Interactive comparison of RFT vs ΛCDM predictions against Planck 2018 observations

What the CMB tells us

The cosmic microwave background (CMB) power spectrum encodes precise information about the universe's composition, geometry, and early evolution. The angular power spectrum \(C_\ell\) represents temperature and polarization fluctuations as a function of multipole moment \(\ell\), with peaks and valleys that reveal fundamental cosmological parameters. Here we compare RFT's scalaron-driven background evolution against the Planck 2018 measurements.

RFT Parameters

Baryon density parameter
Cold dark matter density
Scalar spectral index
Optical depth to reionization
Amplitude of scalar fluctuations
Non-minimal scalaron coupling
χ² = --

Inputs from RFT background

The CMB spectrum calculation uses the modified Hubble parameter \(H(z)\) and scalaron field evolution from RFT's background cosmology. The key modification comes from the running gravitational coupling \(G_{\text{eff}}(z) = G/(1 + 2\alpha\phi^2/M_P^2)\) which affects the growth of perturbations and the acoustic oscillation pattern in the early universe.

Current parameter values:
  • H₀ = 67.4 km/s/Mpc
  • Ω_m = 0.315
  • Age = 13.8 Gyr
  • Sound horizon = 147 Mpc

Goodness-of-fit vs Planck

The χ² value automatically updates as you adjust parameters, showing how well RFT predictions match Planck 2018 observations. Values χ²/ν ≲ 1.2 indicate excellent agreement, while χ²/ν > 2 suggests significant tension with observations.

What to tweak

Try adjusting the α (RFT coupling) parameter to see how the non-minimal scalaron coupling affects the CMB spectrum. Larger values of |α| modify the effective gravitational strength during recombination, shifting peak positions and heights. The other parameters follow standard ΛCDM interpretations but with RFT's modified background evolution.

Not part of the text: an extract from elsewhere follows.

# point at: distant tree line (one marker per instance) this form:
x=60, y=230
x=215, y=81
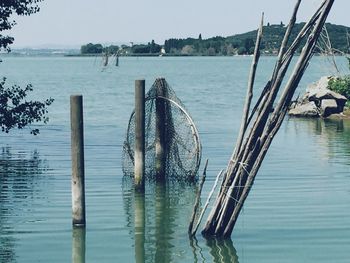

Advanced: Parameter values can also be imported from the Λ derivation widget using browser localStorage.

How the Boltzmann code was modified for scalaron mass running

The CMB spectrum calculation incorporates RFT modifications through several key changes to the standard Boltzmann equation solver:

1. Modified Background Evolution

The Hubble parameter includes scalaron energy density:

\[ H^2(z) = H_0^2 \left[ \Omega_m (1+z)^3 + \Omega_r (1+z)^4 + \Omega_\Lambda + \Omega_\phi(z) \right] \]

2. Running Gravitational Coupling

The effective Newton's constant evolves with the scalaron field:

\[ G_{\text{eff}}(z) = \frac{G}{1 + 2\alpha\langle\phi^2\rangle(z)/M_P^2} \]

3. Modified Sound Speed

The photon-baryon sound speed is affected by the varying gravitational strength:

\[ c_s^2(z) = \frac{1}{3(1 + R_b(z))} \quad \text{where} \quad R_b(z) = \frac{3\rho_b}{4\rho_\gamma} \]

These modifications are implemented as hooks in the Boltzmann solver, preserving the standard ΛCDM limit when α → 0 while capturing RFT's unique signatures in the acoustic oscillation pattern.